QOW Trio: The Hold Up

Editor's Choice

Rating: ★★★★

Record and Artist Details

Musicians:

Spike Wells
Eddie Myer (b)
Riley Stone-Lonergan (ts)

Label:

Ubuntu

March/2024

Media Format:

CD, LP, DL

Catalogue Number:

UBU0151

RecordDate:

Rec. date not stated

Spike Wells came to jazz on the 1960s bandstand with Bobby Wellins and Tubby Hayes, Eddie Myer out of autodidactic 1990s love, Riley Stone-Lonergan with today’s academic grounding. They find generation-spanning common cause in straightahead hard bop, their model of Sonny Rollins’ chordless trios made current by fluent conviction in jazz’s lingua franca – anyway timeless now every genre and era digitally co-exists, Sidney Bechet and Stormzy awaiting the same swipe or click.
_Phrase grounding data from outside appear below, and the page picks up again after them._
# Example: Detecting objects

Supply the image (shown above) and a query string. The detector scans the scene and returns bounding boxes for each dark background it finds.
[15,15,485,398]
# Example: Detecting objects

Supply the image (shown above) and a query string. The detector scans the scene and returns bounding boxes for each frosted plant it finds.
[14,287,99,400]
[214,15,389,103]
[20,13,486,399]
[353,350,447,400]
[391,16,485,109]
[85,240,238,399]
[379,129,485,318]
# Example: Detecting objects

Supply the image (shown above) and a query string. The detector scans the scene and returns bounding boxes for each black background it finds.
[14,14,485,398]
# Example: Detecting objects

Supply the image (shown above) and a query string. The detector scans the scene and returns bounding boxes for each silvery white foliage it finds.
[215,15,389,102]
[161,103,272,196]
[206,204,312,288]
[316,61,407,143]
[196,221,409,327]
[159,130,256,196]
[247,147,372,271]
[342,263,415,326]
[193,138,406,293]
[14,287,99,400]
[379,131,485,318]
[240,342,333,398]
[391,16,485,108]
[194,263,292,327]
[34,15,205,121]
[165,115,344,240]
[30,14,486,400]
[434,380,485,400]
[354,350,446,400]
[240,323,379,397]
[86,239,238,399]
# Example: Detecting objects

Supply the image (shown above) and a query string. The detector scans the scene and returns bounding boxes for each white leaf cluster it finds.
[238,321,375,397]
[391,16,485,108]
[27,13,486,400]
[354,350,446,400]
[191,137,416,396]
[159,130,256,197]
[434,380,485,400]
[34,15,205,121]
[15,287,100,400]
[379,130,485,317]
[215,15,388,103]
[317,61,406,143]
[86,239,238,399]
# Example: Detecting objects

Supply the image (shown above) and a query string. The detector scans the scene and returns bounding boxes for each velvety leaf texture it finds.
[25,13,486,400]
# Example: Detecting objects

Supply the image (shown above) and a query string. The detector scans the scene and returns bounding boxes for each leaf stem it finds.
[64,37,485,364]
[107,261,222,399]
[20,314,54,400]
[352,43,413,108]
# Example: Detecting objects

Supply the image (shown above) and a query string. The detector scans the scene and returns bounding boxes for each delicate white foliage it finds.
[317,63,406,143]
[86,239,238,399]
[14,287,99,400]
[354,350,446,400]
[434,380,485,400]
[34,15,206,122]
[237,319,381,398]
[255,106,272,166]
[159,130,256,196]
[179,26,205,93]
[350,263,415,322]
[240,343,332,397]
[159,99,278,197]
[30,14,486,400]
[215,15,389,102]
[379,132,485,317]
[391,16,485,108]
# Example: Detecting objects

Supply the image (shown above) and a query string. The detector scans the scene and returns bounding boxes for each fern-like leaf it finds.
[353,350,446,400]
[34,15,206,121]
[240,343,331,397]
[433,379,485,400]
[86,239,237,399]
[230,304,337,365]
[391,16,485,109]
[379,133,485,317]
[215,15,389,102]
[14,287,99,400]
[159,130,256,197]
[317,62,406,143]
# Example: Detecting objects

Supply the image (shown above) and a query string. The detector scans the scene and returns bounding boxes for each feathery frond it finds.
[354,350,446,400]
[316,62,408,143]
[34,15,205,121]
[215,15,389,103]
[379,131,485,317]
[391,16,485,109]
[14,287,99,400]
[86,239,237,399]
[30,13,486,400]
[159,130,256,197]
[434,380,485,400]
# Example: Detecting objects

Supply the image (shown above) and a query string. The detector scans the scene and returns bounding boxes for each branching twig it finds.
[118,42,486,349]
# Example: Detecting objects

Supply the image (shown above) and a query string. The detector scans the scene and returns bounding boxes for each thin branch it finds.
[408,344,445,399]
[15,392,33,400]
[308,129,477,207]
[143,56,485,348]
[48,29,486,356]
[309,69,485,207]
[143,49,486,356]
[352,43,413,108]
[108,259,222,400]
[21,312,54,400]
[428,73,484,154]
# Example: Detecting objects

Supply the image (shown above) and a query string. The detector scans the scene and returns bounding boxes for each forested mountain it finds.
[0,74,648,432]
This superior follow-up to the band’s self-titled debut is frontloaded with Stone-Lonergan originals. His tenor is insistent then sinuous on ‘High Noon’, Myer holding the rhythm then diving forward, Wells’ bass-drum deployed as colour, till slow, sultry expiry from Latin heat. The title track is apt on an album of impish staccato as well as breezy swing, Myer’s solo climbing through it at a gentle angle, bass tone warm and round. ‘Bastard Gentlemen’ might be their theme tune, samba informing Wells’ decorative percussion and bomb-dropping drive, and Stone-Lonergan’s melodic filigrees and wild rasps. Monk’s ‘Bright Mississippi’ sees the sax supply the pianist’s slanting notes.

Ballads go deep. Brooding arco bass is met by melancholy tenor on Strayhorn/Ellington’s ‘The Star-Crossed Lovers’, a timeless story in its tune and playing, the wistful sax a lover walking away. Stone-Lonergan’s arrangement of Stephen Foster’s ‘Hard Times Come Again No More’, written in 1854 as if awaiting the American Civil War’s apocalypse, has ‘Auld Lang Syne’’s familiar communality, and chill Celtic knowledge of its theme in the tenor’s tone.

This band are really about loving joy at living inside this music, heard best on Jackie McLean’s ‘Hip Strut’. Stone-Lonergan’s quizzical solo is pushed by Wells’ small percussive beats, Wells’ kit-exploring followed by Myer’s slow dance, as the trio fall into their own intimate world.